At Longmeadow High School, Lesser had been elected president of his class four years in a row, but the fall of 2014 would be the first time his name appeared on a public ballot. Geographically, the 1st Hampden & Hampshire is very large; socially and economically, it is very diverse.  The district includes all of Belchertown, East Longmeadow, Granby, Hampden, Longmeadow and Wilbraham, and parts of Chicopee and Springfield.  It’s hard for a veteran politician to get elected in a district like that, never mind a first-timer.  Lesser faced a very real risk of rejection and failure -- death by voter.

I like that, after having the run of the White House, Lesser didn’t feel too big for a back bench at the State House.  It says something about the proportionality of his ego that he can enjoy being on the streets of Wilbraham as much as the streets of Washington.

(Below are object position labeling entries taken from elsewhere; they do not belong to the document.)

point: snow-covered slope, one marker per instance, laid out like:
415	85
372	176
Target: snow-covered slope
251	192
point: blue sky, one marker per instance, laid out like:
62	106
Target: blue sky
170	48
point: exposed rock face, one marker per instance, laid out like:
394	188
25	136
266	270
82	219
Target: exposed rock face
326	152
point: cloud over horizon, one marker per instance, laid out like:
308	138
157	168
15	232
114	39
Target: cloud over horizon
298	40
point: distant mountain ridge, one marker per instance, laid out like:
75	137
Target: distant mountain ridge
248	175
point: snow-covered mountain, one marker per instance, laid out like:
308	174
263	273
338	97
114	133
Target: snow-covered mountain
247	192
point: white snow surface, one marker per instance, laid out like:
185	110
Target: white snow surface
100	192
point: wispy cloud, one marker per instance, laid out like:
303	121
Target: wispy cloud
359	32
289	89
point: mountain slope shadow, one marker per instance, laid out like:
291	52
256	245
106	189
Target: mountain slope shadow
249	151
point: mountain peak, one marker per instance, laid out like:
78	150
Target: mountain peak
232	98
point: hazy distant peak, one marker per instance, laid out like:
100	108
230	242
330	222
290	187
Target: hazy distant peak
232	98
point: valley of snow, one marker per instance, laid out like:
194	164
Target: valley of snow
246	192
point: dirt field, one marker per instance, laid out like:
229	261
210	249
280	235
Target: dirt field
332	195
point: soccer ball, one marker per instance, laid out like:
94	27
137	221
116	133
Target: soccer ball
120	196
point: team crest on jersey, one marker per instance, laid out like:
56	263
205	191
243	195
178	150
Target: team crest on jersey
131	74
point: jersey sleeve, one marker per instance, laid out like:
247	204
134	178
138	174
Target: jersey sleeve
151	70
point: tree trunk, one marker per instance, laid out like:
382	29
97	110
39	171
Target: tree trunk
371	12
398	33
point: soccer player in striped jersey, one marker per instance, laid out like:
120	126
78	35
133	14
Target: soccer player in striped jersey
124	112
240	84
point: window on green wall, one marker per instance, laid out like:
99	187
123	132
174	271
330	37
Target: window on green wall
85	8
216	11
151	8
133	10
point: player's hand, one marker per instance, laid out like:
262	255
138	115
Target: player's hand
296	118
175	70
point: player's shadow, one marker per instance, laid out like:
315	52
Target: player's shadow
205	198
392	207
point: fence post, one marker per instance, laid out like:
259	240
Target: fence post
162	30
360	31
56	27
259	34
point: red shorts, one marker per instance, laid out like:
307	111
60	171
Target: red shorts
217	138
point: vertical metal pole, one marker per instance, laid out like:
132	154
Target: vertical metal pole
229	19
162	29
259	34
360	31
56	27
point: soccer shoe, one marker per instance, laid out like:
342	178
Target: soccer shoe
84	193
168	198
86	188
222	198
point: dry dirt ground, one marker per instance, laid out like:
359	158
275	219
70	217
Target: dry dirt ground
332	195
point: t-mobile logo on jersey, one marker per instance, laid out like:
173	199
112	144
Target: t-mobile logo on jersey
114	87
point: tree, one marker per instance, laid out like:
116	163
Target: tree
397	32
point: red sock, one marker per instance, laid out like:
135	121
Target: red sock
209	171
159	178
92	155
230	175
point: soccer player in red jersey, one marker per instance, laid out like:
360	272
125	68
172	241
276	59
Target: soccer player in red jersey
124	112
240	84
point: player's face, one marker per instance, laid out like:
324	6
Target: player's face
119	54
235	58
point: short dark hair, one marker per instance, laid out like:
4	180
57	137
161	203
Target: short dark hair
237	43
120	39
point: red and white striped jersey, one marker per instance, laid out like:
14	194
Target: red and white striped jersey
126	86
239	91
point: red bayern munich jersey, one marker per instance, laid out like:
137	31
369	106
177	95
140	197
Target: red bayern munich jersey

I like that he’s a sincere student of the Masssachusetts legislature and that he sees the formidable value and potential in being a state senator.  For example, besides wanting to revive manufacturing in the Pioneer Valley, he’s hoping to establish high-speed rail service between Boston and Springfield.  “For our economy to grow,” he says, “we need to better link ourselves to the red-hot economies in the eastern part of the state, and give families more opportunities to root themselves in Western Massachusetts.” 

If you get off the highways that crisscross Springfield and take a slow drive around the city, you’ll see a lot that will distress you.  Poverty has been entrenched in some areas for decades.  You’ll also see the city’s great natural assets, and you'll quickly grasp why they built Springfield where they did, at a commandingly beautiful point on the Connecticut River. 
You’ll see, as George Washington did when he chose it as the site of the arms factory needed to win the War of Independence, that it’s a natural inlands crossroads. You’ll see, as Senator Lesser and others do, why many more people would want to live on those gracious old streets above the Connecticut if they could get to their jobs in Boston by train in a little over an hour, a feat well within our engineering, if not our monetary, capabilities.
Legislatures are like all human organizations: they constantly need new blood. We’re witnessing again how the likes of a Lesser can make a legislature greater.